New options have been added to <OBJECT> for strings that include the adverbial particle DP. DP words are often also prepositions (e.g. up) but unlike prepositions DPs can occur either before or after their coelement noun or string. E.g., DP = out in They found out the facts, They found the facts out, They found out who built it. Because these particles may appear before or after an NSTGO and before an <SN>, there are three DP object strings: <DP2> (find out the facts), <DP3> (find the facts out), and <DPSN> (find out who built it). A fourth possibility, a particle after <SN>, does not occur (*find who built it out.)
Each verb that can occur with a DP object occurs only with a specified few DPs, listed as values of the attribute DPVAL, which is assigned to the DP object strings on the OBJLIST attribute of that verb. The new restriction WOBJDP checks that the particular DP (e.g. out) in an occurring DP object string (e.g. <DP2> = [find] 'out the facts) of a verb (e.g. find) appears as a value of the attribute DPVAL of DP2 on the OBJLIST attribute in the dictionary entry for that verb. Thus, WOBJDP will succeed for find it out and fail (or produce an unintended parse) for find it in because in is not a value of the attribute DPVAL of DP2 on the OBJLIST attribute of find.
Some verbs (e.g. tower in The Vikings tower over the investigators) occur with <PN> as their object (over the investigators in the previous example). Again, as with DP object strings, each verb that can occur with a PN object must have the particular prepostion(s) specified. For this, an attribute PVAL is defined, similar in form and function to the attribute DPVAL described above. The new restriction WOBJPN is similar to WOBJDP. It will succeed for The Vikings tower over the investigators and fail for The Vikings tower under the investigators.
Note that four new routines, IMMEDIATE-NODE, IMMEDIATE-STRING, NONSEG-IMMSTG, and PRESENT-ELEMENT have been added to the grammar and are used in restrictons.
The dictionary wd2B also has new elements. SNWH, DP2, DP3, and DPSN appear as values of OBJLIST in some dictionary entries, and the attribute DPVAL is new. The only word in the text which occurs as a DP, out, was given that classification in addition to P. The words in and up were added as other instances of both P and DP. To enable the restriction WOBJDP to check for the occurrence of the particular DP specified by the DPVAL attribute of the verb's DP object, each DP word in the dictionary is assigned an attribute consisting of its "name". Thus, the DP category of out in wd2B.txt has the form: DP: ('OUT').

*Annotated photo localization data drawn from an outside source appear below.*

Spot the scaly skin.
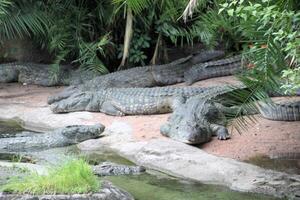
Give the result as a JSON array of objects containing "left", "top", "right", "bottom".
[
  {"left": 0, "top": 124, "right": 104, "bottom": 152},
  {"left": 48, "top": 50, "right": 225, "bottom": 104},
  {"left": 184, "top": 55, "right": 242, "bottom": 85},
  {"left": 258, "top": 97, "right": 300, "bottom": 121},
  {"left": 50, "top": 87, "right": 211, "bottom": 115},
  {"left": 160, "top": 85, "right": 245, "bottom": 144},
  {"left": 0, "top": 62, "right": 97, "bottom": 86},
  {"left": 93, "top": 162, "right": 146, "bottom": 176}
]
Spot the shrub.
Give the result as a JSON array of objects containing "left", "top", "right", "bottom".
[{"left": 1, "top": 159, "right": 100, "bottom": 195}]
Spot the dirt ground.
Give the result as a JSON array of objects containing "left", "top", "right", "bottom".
[{"left": 0, "top": 76, "right": 299, "bottom": 161}]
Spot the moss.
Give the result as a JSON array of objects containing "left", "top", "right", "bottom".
[{"left": 1, "top": 159, "right": 100, "bottom": 195}]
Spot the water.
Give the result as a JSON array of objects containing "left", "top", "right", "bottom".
[
  {"left": 0, "top": 121, "right": 280, "bottom": 199},
  {"left": 106, "top": 174, "right": 277, "bottom": 200},
  {"left": 246, "top": 154, "right": 300, "bottom": 175},
  {"left": 82, "top": 150, "right": 278, "bottom": 200},
  {"left": 0, "top": 120, "right": 24, "bottom": 138}
]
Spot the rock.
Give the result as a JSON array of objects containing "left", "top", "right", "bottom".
[{"left": 98, "top": 138, "right": 300, "bottom": 199}]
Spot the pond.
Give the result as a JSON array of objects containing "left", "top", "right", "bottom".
[{"left": 0, "top": 120, "right": 283, "bottom": 200}]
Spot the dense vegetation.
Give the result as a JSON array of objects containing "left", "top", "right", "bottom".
[
  {"left": 1, "top": 159, "right": 100, "bottom": 194},
  {"left": 0, "top": 0, "right": 299, "bottom": 92}
]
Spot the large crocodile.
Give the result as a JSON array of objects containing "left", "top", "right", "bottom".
[
  {"left": 47, "top": 50, "right": 225, "bottom": 104},
  {"left": 49, "top": 87, "right": 211, "bottom": 115},
  {"left": 184, "top": 55, "right": 242, "bottom": 85},
  {"left": 160, "top": 85, "right": 245, "bottom": 144},
  {"left": 0, "top": 124, "right": 104, "bottom": 152},
  {"left": 160, "top": 86, "right": 300, "bottom": 144}
]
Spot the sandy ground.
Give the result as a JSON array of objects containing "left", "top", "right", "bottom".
[{"left": 0, "top": 76, "right": 299, "bottom": 161}]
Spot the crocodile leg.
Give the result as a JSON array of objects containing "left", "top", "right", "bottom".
[
  {"left": 209, "top": 124, "right": 230, "bottom": 140},
  {"left": 100, "top": 101, "right": 125, "bottom": 116},
  {"left": 47, "top": 85, "right": 80, "bottom": 104}
]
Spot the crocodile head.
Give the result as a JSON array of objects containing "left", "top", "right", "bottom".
[
  {"left": 61, "top": 124, "right": 105, "bottom": 143},
  {"left": 160, "top": 99, "right": 217, "bottom": 144},
  {"left": 50, "top": 91, "right": 95, "bottom": 113}
]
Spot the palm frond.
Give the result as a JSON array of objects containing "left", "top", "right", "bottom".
[
  {"left": 112, "top": 0, "right": 150, "bottom": 14},
  {"left": 0, "top": 1, "right": 50, "bottom": 40}
]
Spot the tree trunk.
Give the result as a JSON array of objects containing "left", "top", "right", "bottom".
[
  {"left": 119, "top": 7, "right": 133, "bottom": 69},
  {"left": 150, "top": 33, "right": 162, "bottom": 65}
]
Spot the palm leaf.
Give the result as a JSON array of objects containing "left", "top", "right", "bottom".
[{"left": 0, "top": 1, "right": 50, "bottom": 40}]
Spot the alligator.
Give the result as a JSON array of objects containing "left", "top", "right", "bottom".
[
  {"left": 258, "top": 96, "right": 300, "bottom": 121},
  {"left": 49, "top": 87, "right": 211, "bottom": 115},
  {"left": 160, "top": 86, "right": 300, "bottom": 144},
  {"left": 92, "top": 162, "right": 146, "bottom": 176},
  {"left": 160, "top": 85, "right": 245, "bottom": 144},
  {"left": 0, "top": 62, "right": 97, "bottom": 86},
  {"left": 184, "top": 55, "right": 243, "bottom": 85},
  {"left": 47, "top": 50, "right": 225, "bottom": 104},
  {"left": 0, "top": 124, "right": 105, "bottom": 152}
]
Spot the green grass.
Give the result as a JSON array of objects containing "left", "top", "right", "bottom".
[{"left": 1, "top": 159, "right": 100, "bottom": 195}]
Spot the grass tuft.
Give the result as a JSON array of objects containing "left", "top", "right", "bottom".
[{"left": 1, "top": 159, "right": 100, "bottom": 195}]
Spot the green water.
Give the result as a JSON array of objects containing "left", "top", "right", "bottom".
[
  {"left": 105, "top": 174, "right": 277, "bottom": 200},
  {"left": 0, "top": 121, "right": 282, "bottom": 199},
  {"left": 246, "top": 155, "right": 300, "bottom": 175},
  {"left": 0, "top": 120, "right": 24, "bottom": 138},
  {"left": 81, "top": 150, "right": 279, "bottom": 200}
]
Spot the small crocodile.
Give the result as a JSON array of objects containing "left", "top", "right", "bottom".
[
  {"left": 93, "top": 162, "right": 146, "bottom": 176},
  {"left": 0, "top": 124, "right": 105, "bottom": 152},
  {"left": 184, "top": 55, "right": 242, "bottom": 85},
  {"left": 49, "top": 87, "right": 211, "bottom": 115},
  {"left": 48, "top": 50, "right": 225, "bottom": 104},
  {"left": 160, "top": 85, "right": 244, "bottom": 144},
  {"left": 0, "top": 62, "right": 97, "bottom": 86}
]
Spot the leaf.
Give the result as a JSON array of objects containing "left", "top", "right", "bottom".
[{"left": 227, "top": 9, "right": 234, "bottom": 17}]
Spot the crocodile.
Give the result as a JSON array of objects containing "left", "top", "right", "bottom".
[
  {"left": 47, "top": 50, "right": 225, "bottom": 104},
  {"left": 92, "top": 162, "right": 146, "bottom": 176},
  {"left": 49, "top": 87, "right": 211, "bottom": 115},
  {"left": 160, "top": 85, "right": 245, "bottom": 144},
  {"left": 258, "top": 96, "right": 300, "bottom": 121},
  {"left": 184, "top": 55, "right": 243, "bottom": 85},
  {"left": 0, "top": 124, "right": 105, "bottom": 152},
  {"left": 0, "top": 62, "right": 97, "bottom": 86},
  {"left": 160, "top": 85, "right": 300, "bottom": 144}
]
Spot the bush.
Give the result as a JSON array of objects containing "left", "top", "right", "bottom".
[{"left": 1, "top": 159, "right": 100, "bottom": 195}]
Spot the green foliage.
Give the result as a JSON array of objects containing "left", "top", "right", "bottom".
[
  {"left": 0, "top": 0, "right": 49, "bottom": 40},
  {"left": 281, "top": 68, "right": 300, "bottom": 94},
  {"left": 220, "top": 0, "right": 299, "bottom": 65},
  {"left": 1, "top": 159, "right": 100, "bottom": 195},
  {"left": 216, "top": 0, "right": 298, "bottom": 123},
  {"left": 113, "top": 0, "right": 150, "bottom": 14},
  {"left": 118, "top": 30, "right": 150, "bottom": 65}
]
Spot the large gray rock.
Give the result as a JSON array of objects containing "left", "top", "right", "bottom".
[{"left": 92, "top": 138, "right": 300, "bottom": 199}]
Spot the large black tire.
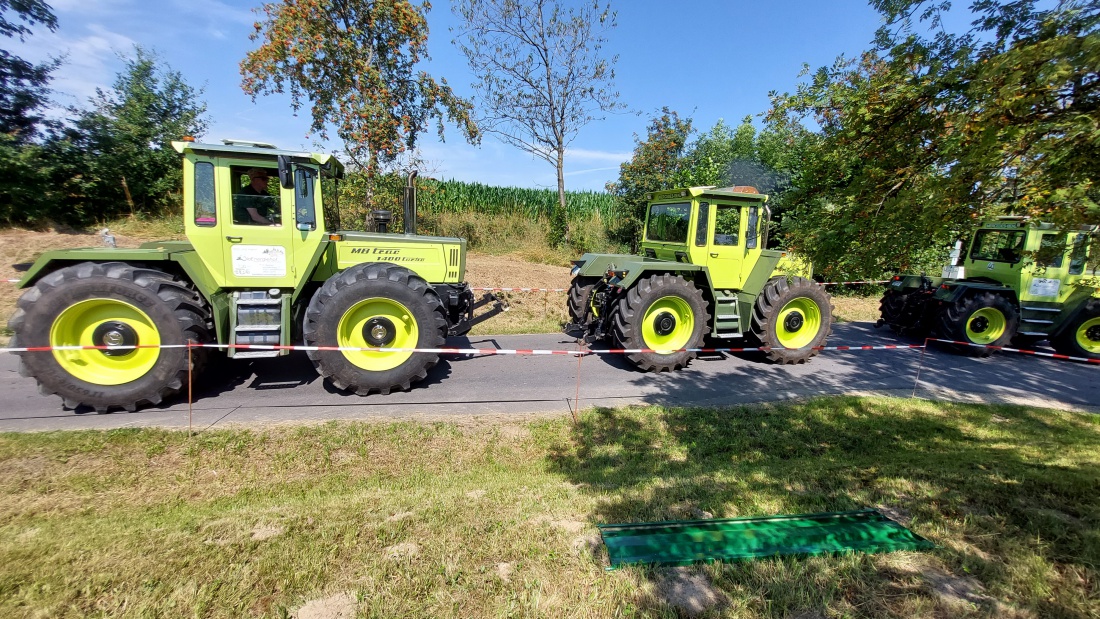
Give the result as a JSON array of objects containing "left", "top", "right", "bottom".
[
  {"left": 750, "top": 276, "right": 833, "bottom": 364},
  {"left": 566, "top": 276, "right": 599, "bottom": 326},
  {"left": 1051, "top": 299, "right": 1100, "bottom": 360},
  {"left": 611, "top": 273, "right": 709, "bottom": 372},
  {"left": 878, "top": 288, "right": 927, "bottom": 335},
  {"left": 7, "top": 262, "right": 211, "bottom": 412},
  {"left": 932, "top": 292, "right": 1019, "bottom": 357},
  {"left": 303, "top": 263, "right": 447, "bottom": 395}
]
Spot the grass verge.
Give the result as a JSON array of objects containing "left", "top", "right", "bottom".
[{"left": 1, "top": 396, "right": 1097, "bottom": 618}]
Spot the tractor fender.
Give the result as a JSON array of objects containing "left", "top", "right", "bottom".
[
  {"left": 571, "top": 253, "right": 706, "bottom": 290},
  {"left": 885, "top": 274, "right": 945, "bottom": 293},
  {"left": 933, "top": 281, "right": 1018, "bottom": 306},
  {"left": 15, "top": 246, "right": 231, "bottom": 343}
]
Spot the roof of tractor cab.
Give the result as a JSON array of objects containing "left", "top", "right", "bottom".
[
  {"left": 648, "top": 186, "right": 769, "bottom": 202},
  {"left": 171, "top": 139, "right": 344, "bottom": 175}
]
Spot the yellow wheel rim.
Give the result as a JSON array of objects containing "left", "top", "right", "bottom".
[
  {"left": 1076, "top": 317, "right": 1100, "bottom": 354},
  {"left": 965, "top": 307, "right": 1007, "bottom": 345},
  {"left": 776, "top": 297, "right": 822, "bottom": 349},
  {"left": 49, "top": 299, "right": 161, "bottom": 385},
  {"left": 337, "top": 298, "right": 419, "bottom": 371},
  {"left": 641, "top": 295, "right": 695, "bottom": 352}
]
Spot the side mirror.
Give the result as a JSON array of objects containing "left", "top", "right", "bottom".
[{"left": 277, "top": 155, "right": 294, "bottom": 189}]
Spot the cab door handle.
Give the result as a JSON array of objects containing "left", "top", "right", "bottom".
[
  {"left": 226, "top": 236, "right": 242, "bottom": 242},
  {"left": 710, "top": 253, "right": 719, "bottom": 257}
]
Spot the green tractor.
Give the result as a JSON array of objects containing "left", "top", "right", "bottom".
[
  {"left": 567, "top": 186, "right": 832, "bottom": 370},
  {"left": 8, "top": 138, "right": 502, "bottom": 411},
  {"left": 877, "top": 217, "right": 1100, "bottom": 358}
]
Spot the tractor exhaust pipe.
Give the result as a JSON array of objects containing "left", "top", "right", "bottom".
[{"left": 403, "top": 170, "right": 418, "bottom": 235}]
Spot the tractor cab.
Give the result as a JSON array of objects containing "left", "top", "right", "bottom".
[
  {"left": 172, "top": 138, "right": 344, "bottom": 291},
  {"left": 640, "top": 186, "right": 776, "bottom": 290},
  {"left": 955, "top": 217, "right": 1097, "bottom": 305}
]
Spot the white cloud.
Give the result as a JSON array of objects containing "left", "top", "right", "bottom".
[
  {"left": 54, "top": 24, "right": 137, "bottom": 102},
  {"left": 565, "top": 147, "right": 631, "bottom": 164}
]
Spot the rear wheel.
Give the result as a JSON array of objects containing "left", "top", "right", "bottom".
[
  {"left": 611, "top": 273, "right": 709, "bottom": 372},
  {"left": 303, "top": 263, "right": 447, "bottom": 395},
  {"left": 750, "top": 276, "right": 833, "bottom": 364},
  {"left": 7, "top": 262, "right": 211, "bottom": 412},
  {"left": 1051, "top": 300, "right": 1100, "bottom": 360},
  {"left": 933, "top": 292, "right": 1018, "bottom": 357}
]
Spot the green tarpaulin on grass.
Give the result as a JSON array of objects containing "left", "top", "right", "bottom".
[{"left": 598, "top": 508, "right": 934, "bottom": 570}]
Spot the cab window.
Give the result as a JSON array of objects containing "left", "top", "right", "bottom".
[
  {"left": 1069, "top": 234, "right": 1090, "bottom": 275},
  {"left": 970, "top": 229, "right": 1025, "bottom": 263},
  {"left": 713, "top": 205, "right": 740, "bottom": 246},
  {"left": 231, "top": 165, "right": 280, "bottom": 226},
  {"left": 646, "top": 202, "right": 691, "bottom": 243},
  {"left": 694, "top": 202, "right": 709, "bottom": 247},
  {"left": 193, "top": 162, "right": 216, "bottom": 227},
  {"left": 1037, "top": 233, "right": 1065, "bottom": 268}
]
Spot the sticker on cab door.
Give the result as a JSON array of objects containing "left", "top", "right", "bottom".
[
  {"left": 232, "top": 245, "right": 287, "bottom": 277},
  {"left": 1028, "top": 278, "right": 1060, "bottom": 297}
]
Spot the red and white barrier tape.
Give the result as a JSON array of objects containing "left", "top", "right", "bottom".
[
  {"left": 927, "top": 338, "right": 1100, "bottom": 365},
  {"left": 470, "top": 281, "right": 890, "bottom": 293},
  {"left": 0, "top": 342, "right": 924, "bottom": 355},
  {"left": 6, "top": 278, "right": 889, "bottom": 290}
]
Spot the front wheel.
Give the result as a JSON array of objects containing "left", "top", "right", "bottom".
[
  {"left": 750, "top": 276, "right": 833, "bottom": 364},
  {"left": 932, "top": 292, "right": 1018, "bottom": 357},
  {"left": 1051, "top": 300, "right": 1100, "bottom": 360},
  {"left": 611, "top": 273, "right": 709, "bottom": 372},
  {"left": 303, "top": 263, "right": 447, "bottom": 395},
  {"left": 566, "top": 276, "right": 599, "bottom": 327}
]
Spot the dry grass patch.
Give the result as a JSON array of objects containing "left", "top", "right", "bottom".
[
  {"left": 830, "top": 293, "right": 882, "bottom": 323},
  {"left": 0, "top": 396, "right": 1097, "bottom": 617}
]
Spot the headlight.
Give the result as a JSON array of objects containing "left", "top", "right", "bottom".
[{"left": 570, "top": 265, "right": 581, "bottom": 277}]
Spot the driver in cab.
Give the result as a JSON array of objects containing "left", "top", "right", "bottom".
[{"left": 234, "top": 168, "right": 278, "bottom": 225}]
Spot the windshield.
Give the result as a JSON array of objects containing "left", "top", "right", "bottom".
[
  {"left": 646, "top": 202, "right": 691, "bottom": 243},
  {"left": 970, "top": 229, "right": 1025, "bottom": 263}
]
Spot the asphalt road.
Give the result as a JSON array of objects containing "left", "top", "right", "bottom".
[{"left": 1, "top": 322, "right": 1097, "bottom": 432}]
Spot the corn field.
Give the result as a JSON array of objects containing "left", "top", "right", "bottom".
[
  {"left": 338, "top": 172, "right": 618, "bottom": 222},
  {"left": 417, "top": 179, "right": 618, "bottom": 219}
]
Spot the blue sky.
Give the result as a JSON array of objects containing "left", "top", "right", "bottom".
[{"left": 11, "top": 0, "right": 889, "bottom": 191}]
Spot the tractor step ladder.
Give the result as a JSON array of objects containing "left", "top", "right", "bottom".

Again, the situation of an object string beginning with P is similar to that of an object string beginning with a DP. To enable the restriction WOBJPN to check for the occurrence of the particular P specified by the PVAL attribute of the verb's PN object, each P word in the dictionary is assigned an attribute consisting of its "name". Thus, the P category of over in wd2B.txt has the form: P: ('OVER').